Kroatien: Keine Bildungs-Privilegien mehr für Veteranenkinder
21. Dezember 2006Verstoß gegen Gleichheitsprinzip
Das umstrittene Privilegierten-Gesetz war Anfang 2005 in Kraft getreten. Ihm zufolge hatten Kinder von gefallenen, gefangenen oder vermissten "Verteidigern des Heimatkrieges", Kriegsinvaliden und Freiwilligen das Recht, sich direkt an Mittel- und Hochschulen einzuschreiben – ohne Prüfung, nur mit der Voraussetzung, dass sie die erforderliche Punktzahl beziehungsweise das jeweilige Klassenziel erreicht hatten. Dieses Gesetz sei verfassungswidrig, sagten diejenigen, die den Antrag auf Überprüfung gestellt hatten. Es widerspreche dem Prinzip der Gleichheit aller vor dem Gesetz in einem Rechtsstaat, dem Recht auf Schul- und Hochschulbildung sowie dem Selbstbestimmungsrecht von Forschung und Lehre.

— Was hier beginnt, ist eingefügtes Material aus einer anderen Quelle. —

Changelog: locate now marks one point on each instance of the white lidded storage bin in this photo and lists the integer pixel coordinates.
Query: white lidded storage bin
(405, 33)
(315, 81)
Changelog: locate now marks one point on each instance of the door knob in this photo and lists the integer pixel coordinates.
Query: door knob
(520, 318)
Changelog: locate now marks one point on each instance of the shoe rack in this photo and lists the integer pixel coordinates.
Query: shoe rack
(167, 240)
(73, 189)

Akademische Selbstbestimmung missachtet
Die Verfassungsrichter haben dem Einspruch stattgegeben und das Gesetz aufgehoben. In ihrer Begründung heißt es unter anderem, dass Mittel- und Hochschulen allen Interessierten zu gleichen Bedingungen und entsprechend ihren Fähigkeiten zugänglich sein müssten. Dies sei ein in der Verfassung garantiertes Recht. Es ließe keine Ausnahmen zu und es sei auch nicht vorgesehen, dass jemand bei der Einschreibung aus irgendeinem anderen Grund begünstigt werde. Den Verfassungsrichtern zufolge habe der Gesetzgeber nicht das Recht gehabt, Veteranen-Kinder bevorzugt zu behandeln. Außerdem sei durch das Gesetz gegen die Selbstbestimmung der Universität verstoßen worden. Die Richter beriefen sich dabei auf das Gesetz über Wissenschaftliche Tätigkeiten und Hochschulbildung. Diesem zufolge gehört die Immatrikulation von Studenten zu den Grundlagen der akademischen Selbstbestimmung, die der Staat nicht einschränken darf.

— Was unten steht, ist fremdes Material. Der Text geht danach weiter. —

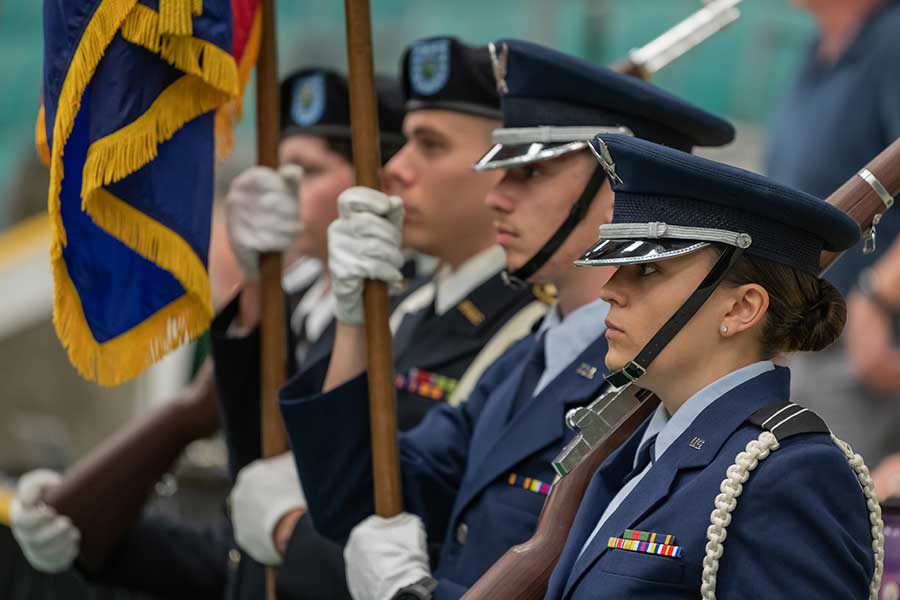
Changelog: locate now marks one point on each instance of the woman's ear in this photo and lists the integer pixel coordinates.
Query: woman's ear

Kampfansage des Veteranenverbandes
Die kroatische Regierung gab sich von der Entscheidung des Verfassungsgerichts überrascht. "Wir werden keinesfalls Unordnung in die Entscheidungsbereiche der Universitäten bringen", sagte Ministerpräsident Ivo Sanader, "aber wir vergessen natürlich auch nicht die Verdienste, die diese Familien bei der Schaffung, Verteidigung und Befreiung Kroatiens hatten." Die Veteranenorganisation HVIDRA ließ verlauten, sie sei "schockiert" über die Entscheidung des Verfassungsgerichts. Das Kroatische Helsinki-Komitee, die Universität in Zagreb und der Unabhängige Wissenschafts- und Hochschulverband hätten übermäßig Druck ausgeübt. Bei der bevorzugten Einschreibung handle es sich nicht um ein "Privileg", sondern nur um einen "Vorteil". Die HVIDRA kündigte rechtliche Schritte gegen die Aufhebung des Gesetzes und eine öffentliche Debatte an.